Карл Гофман поднял рюмку и подмигнул Борису Францевичу. Друзья выпили. Эрик довольствовался минеральной водой. Ему предстояло везти отца.
Инесса Самуэльевна пригубила кокосового ликера (подарок Бауманов) и дополнила мужа:
– Осенью у нас зеленеет травка и цветы распускаются.
– А степь полна миражей, – подбросил в беседу мистических символов разомлевший глава семейства.
– Не забудь рассказать про сухие дожди, – напомнила Эльза и разлила по пиалам – своей и Эрика – зеленый чай.
– О, уникальное явление! – Костистыми старческими пальцами Гофман крутанул рюмку. Борис Францевич удовлетворил запрос друга и поставил под стол пустую бутылку. – Такое бывает летом в пустынных районах. Гремит гром, дождь шелестит, а земля остается сухой. Вода испаряется в воздухе…
– А у нас – рефракция, – перебил рассказчика Эрик. – Помнишь, как мы потеряли из вида «Тигуан», когда вышли из леса? – Он иронично взглянул на отца. – Ты тогда еще ведра с лисичками бросил. Думал, угнали машину.
– И отправил тебя на поиски, – продолжил Борис Францевич, поглощая самсу. – А всего-то оптический обман случился, преломление световых потоков в атмосфере.
– Ну, это мы потом установили, – подытожил Эрик и случайно задел ногой тапок Эльзы.
Она не отреагировала на прикосновение гостя. Приглашенных Эльза будто бы не замечала. К концу обеда ее, как и Инессу Самуэльевну, встревожило количество спиртного, выпитого на радостях мужчинами. Дамы не пустили Эрика в магазин за сорокаградусной, хотя Карл Гофман, изрядно подкошенный кедровой, настойчиво требовал пополнить резервуары пузатого графина.
– Ну и как тебе девочка? – спросил сына Борис Францевич по дороге домой.
В отличие от сокурсника он выглядел достаточно бодрым. Таким он, впрочем, всегда выходил из хмельных застолий.

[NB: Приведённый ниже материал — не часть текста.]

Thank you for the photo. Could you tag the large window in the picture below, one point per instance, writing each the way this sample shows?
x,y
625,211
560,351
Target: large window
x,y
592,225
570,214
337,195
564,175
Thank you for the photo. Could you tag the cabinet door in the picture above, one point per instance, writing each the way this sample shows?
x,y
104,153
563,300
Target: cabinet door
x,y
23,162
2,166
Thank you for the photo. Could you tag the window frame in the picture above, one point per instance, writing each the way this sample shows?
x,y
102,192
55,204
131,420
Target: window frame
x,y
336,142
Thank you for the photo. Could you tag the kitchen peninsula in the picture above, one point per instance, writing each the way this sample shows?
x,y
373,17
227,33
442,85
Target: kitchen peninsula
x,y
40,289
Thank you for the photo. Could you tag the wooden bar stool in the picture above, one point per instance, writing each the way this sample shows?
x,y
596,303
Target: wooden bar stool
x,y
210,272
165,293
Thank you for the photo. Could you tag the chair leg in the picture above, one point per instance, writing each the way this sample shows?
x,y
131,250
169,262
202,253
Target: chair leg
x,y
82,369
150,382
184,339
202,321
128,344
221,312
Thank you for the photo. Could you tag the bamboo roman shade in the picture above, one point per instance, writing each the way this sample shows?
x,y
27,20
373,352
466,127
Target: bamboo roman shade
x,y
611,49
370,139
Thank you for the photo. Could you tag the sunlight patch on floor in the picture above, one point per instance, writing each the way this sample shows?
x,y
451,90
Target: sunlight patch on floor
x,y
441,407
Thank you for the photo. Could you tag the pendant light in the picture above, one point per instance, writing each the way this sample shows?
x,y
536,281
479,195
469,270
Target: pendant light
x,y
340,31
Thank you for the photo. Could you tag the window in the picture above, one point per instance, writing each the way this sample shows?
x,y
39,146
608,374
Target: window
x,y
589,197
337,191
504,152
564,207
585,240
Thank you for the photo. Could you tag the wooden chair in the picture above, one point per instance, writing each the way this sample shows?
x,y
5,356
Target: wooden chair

– Понравилась, – романтично сказал Эрик.
На небосводе его скучной студенческой жизни замаячило нежное, абсолютно реальное существо, выбравшееся на волю из хаотичных потливых грез. Оно поселилось с родителями в блочной девятиэтажке, очевидно, любило сладости и зеленый чай и ничего общего не имело со скульптурными юркими девами, обнимавшими Эрика во снах под одеялом. Оно жило рядом, дышало воздухом его города, укрывалось зонтом от балтийских дождей.
Эрик познакомился с Эльзой. Первый, самый трудный шаг был сделан – спасибо отцу.
– А Карл сдал, сильно сдал, – резюмировал Борис Францевич, рассказывая жене о посещении Гофманов. – Тюфяк, размазня. Окосел после третьей стопки. Поздновато семейку Карлуша сдернул с солончаков. Сухой дождь, миражи, – с ухмылкой повторял Бауман, – пирожки, цветочки по осени, ревматизм…
3
Борис Францевич выдержал паузу. Он не стал приставать к сыну с неуместным вопросом «когда?». Со своей стороны отец сделал все, чтобы расчистить дорогу отпрыску к сердцу застенчивой девушки. Но тащить Эрика за руку в объятия Эльзы он не собирался.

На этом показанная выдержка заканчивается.